Livre : La seconde moitié de l’échiquier

Franck Barnu, journaliste

Franck Barnu, journaliste

Comment se fait-il qu’aux États-Unis, la reprise économique ne s’accompagne pas d’une reprise équivalente des embauches ? Comment se fait-il que, alors que la richesse globale du pays a progressé lors de la dernière décennie, le revenu médian des Américains soit en forte baisse ? Comment se fait-il, enfin, comme dirait Louis de Funès-Don Salluste, que les riches sont encore plus riches et les pauvres encore plus pauvres ? Les économistes donnent diverses réponses. Erik Brynjolfsson et Andrew McAfee, du Massachusetts Institute of Technology, ont la leur. Ils la présentent dans un très intéressant livre, paru il y a quelque temps déjà, mais plus que jamais d’actualité : Race Against the Machine.
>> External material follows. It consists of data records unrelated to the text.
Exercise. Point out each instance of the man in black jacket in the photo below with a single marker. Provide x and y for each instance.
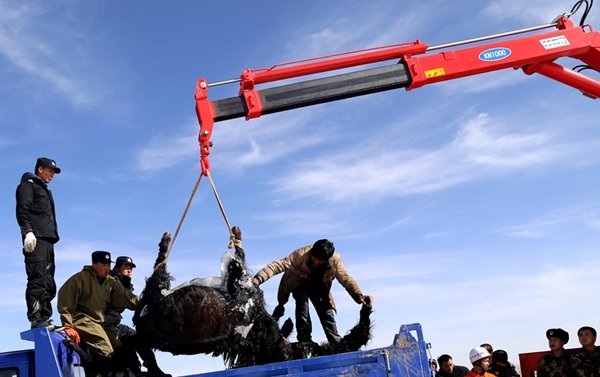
(449, 369)
(37, 219)
(123, 272)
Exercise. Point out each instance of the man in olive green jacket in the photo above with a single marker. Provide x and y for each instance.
(308, 275)
(83, 300)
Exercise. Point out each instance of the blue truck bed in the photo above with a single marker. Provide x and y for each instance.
(406, 357)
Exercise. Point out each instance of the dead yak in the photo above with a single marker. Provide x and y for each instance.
(224, 317)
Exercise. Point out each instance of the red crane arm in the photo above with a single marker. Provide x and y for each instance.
(532, 53)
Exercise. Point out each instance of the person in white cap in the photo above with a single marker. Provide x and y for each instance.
(37, 220)
(481, 360)
(556, 363)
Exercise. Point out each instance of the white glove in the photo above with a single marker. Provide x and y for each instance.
(30, 242)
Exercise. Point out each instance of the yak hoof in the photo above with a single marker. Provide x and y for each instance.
(237, 232)
(165, 241)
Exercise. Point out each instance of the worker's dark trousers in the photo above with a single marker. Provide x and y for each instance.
(324, 310)
(41, 288)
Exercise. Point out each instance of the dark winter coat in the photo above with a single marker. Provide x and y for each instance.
(35, 208)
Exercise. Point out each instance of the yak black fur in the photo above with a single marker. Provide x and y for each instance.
(229, 320)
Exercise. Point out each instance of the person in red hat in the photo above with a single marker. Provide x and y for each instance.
(37, 220)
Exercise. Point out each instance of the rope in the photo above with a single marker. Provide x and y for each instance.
(187, 207)
(233, 241)
(231, 236)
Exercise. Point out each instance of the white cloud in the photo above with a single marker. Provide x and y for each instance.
(557, 223)
(236, 144)
(537, 12)
(480, 148)
(53, 63)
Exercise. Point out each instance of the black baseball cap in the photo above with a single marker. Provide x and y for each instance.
(100, 256)
(558, 333)
(124, 260)
(47, 163)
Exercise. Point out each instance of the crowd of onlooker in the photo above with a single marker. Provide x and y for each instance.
(559, 362)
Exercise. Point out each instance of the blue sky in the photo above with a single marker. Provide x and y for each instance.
(470, 206)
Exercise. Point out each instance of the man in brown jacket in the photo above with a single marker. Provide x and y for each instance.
(83, 301)
(308, 275)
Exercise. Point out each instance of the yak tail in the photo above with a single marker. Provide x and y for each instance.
(163, 249)
(360, 334)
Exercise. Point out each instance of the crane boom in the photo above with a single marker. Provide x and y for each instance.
(535, 53)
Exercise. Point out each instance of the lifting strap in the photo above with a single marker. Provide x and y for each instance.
(187, 207)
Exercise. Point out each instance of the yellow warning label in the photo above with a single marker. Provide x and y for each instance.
(435, 72)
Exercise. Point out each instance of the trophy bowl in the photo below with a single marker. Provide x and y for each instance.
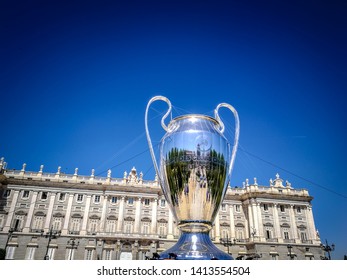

Leur explication : la révolution numérique est responsable de cette situation. Soulignée par le long sous-titre de leur court ouvrage : « How the digital revolution is accelerating innovation, driving productivity, and irreversibly transforming employment and the economy. » Tout est dit, ou presque.

Leur idée est que le développement du numérique – avec l’automatisation et la productivité qui en résulte – a rendu et rend de très nombreux emplois non qualifiés inutiles et substitue le capital au travail. Bref, qu’on se passe de plus en plus des gens qui ne sont pas très qualifiés et, bientôt, de beaucoup d’autres aussi…

Vers l’explosion
Ce point de vue sur l’impact de l’automatisation n’est peut-être pas très original. En revanche, ce qu’affirment les auteurs est plutôt effrayant. Car, selon eux, le phénomène ne peut que s’accélérer et chaque avancée technologique (comme le doublement de la puissance informatique tous les dix-huit mois) aura un impact encore bien plus fort que tout ce qui a pu se produire jusque-là. Bref, on n’a encore rien vu !

Pour expliciter leur thèse, ils reprennent la fameuse histoire de l’échiquier. On met un grain de riz sur la première case, deux sur la seconde, quatre sur la troisième et ainsi de suite, en doublant à chaque case. On sait qu’à la case 64, il y aura des quantités phénoménales de riz : un Everest en grains de riz ! Mais à la case 32, soit quelque 4 milliards de grains de riz, le phénomène reste dans des proportions raisonnables. C’est à partir de là – la seconde moitié de l’échiquier – que les nombres se mettent à exploser.

Or, pour eux, cette « case 32 » est justement celle sur laquelle on se trouve aujourd’hui en termes de technologies de l’information. Tout nouveau progrès des technologies numériques aura désormais des effets explosifs !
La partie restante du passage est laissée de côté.